Querido pelos colegas que acompanham a rotina de Bolsonaro, Fona era visto como mudança de rumo na comunicação do governo. Tanto que o jornalista Alexandre Garcia, que tem acesso livre no Palácio do Planalto, celebrou a nomeação. “Substituição inteligente. (Fona) É prático, direto e experiente. Ajudou os governadores Roriz (PMDB, etc), Yeda Crusius (PSDB) e Rodrigo Rollemberg (PSB) e estava na liderança do PSB no Senado. Profissional e pragmático”, disse no Twitter.

Incomodado, Bolsonaro começou a intensificar as declarações na portaria do Palácio da Alvorada, antes de sair para uma agenda pública. Normalmente, as falas vinham acompanhadas de novos ataques a adversários políticos. O processo de fritura foi intensificado pela ala ideológica insatisfeita com Fábio Wajngarten, que entrevistou o jornalista em três ocasiões antes de apresentá-lo a Luiz Ramos.

Na curta passagem pelo cargo, Fona participou de dois encontros com o presidente, assoprando dicas de clareza e compreensão em textos para publicações nas redes sociais. Foram acatadas e celebradas pelo presidente, que comentou o alto volume de curtidas em uma página nas redes sociais após um minuto da divulgação.

A lua de mel não duraria. Na segunda-feira, o ministro da Casa Civil, Onyx Lorenzoni, embarcou com Bolsonaro para o Rio Grande do Sul. Fona ficou de fora do comitê que acompanharia o presidente, o que já causou surpresa à área de comunicação. Interlocutores afirmam que, no trajeto de volta a Brasília, Onyx teceu um rosário de críticas a Fona, todas da época em que ele foi secretário do Comunicação do governo Yeda Crusius, no Rio Grande do Sul – há 12 anos. Na ocasião, a relação entre o ministro e a então governadora não era nada amistosa.

No retorno, a Casa Civil procurou Fábio para comunicar a decisão do presidente. Não conseguiu, então contataram o adjunto da Secretaria de Comunicação, Samy Liberman, que informou que o presidente da República não o queria mais em sua equipe. A decisão pegou a todos de surpresa. Conhecido por ter uma personalidade forte, Fábio havia se identificado com o perfil pragmático do jornalista.
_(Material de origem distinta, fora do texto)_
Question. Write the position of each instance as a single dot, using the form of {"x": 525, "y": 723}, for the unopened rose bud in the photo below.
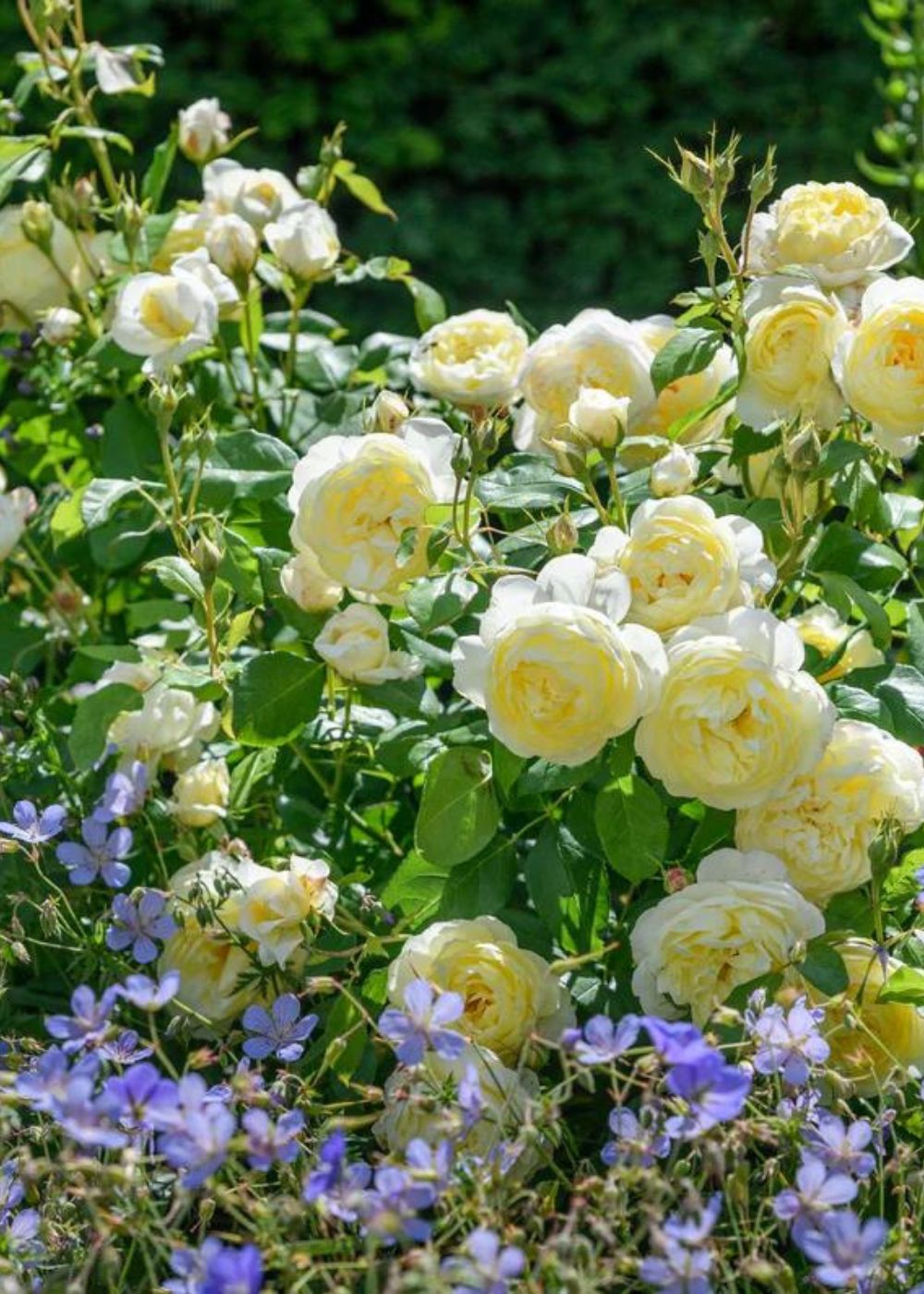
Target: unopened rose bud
{"x": 675, "y": 472}
{"x": 562, "y": 534}
{"x": 38, "y": 223}
{"x": 387, "y": 411}
{"x": 203, "y": 129}
{"x": 598, "y": 417}
{"x": 233, "y": 245}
A decisão expõe as tantas nuances da comunicação do governo, que promete manter uma relação pouco amistosa com a imprensa.

 

Carta do ex-secretário à imprensa após a demissão:

A decisão da minha exoneração pelo Presidente da República me pegou de surpresa. Fui convidado para assumir a Secretaria de Imprensa, alertei-os de meu histórico e minha postura profissional e a intenção de ajudar na melhoria do relacionamento com a mídia em geral. O desafio era imenso, sempre soube, mas esperava maior profissionalismo, o que não encontrei. Em todos os governos que passei de diferentes partidos – MDB, PSDB e PSB – sempre trabalhei com o objetivo de tornar a Comunicação mais ágil, eficiente e transparente e leal às propostas da gestão.

Foi assim que aprendi a trabalhar ao longo de quase quatro décadas, nos principais veículos de comunicação do país e nas secretarias de Comunicação do Distrito Federal, por duas vezes, e do Rio Grande do Sul.

Com meu pai aprendi a respeitar as pessoas e os cargos públicos que me foram confiados.
Construí minha carreira profissional com meus próprios méritos e defeitos. Obrigado a todos os jornalistas que me acolheram de maneira calorosa e esperançosa de que o relacionamento mudaria.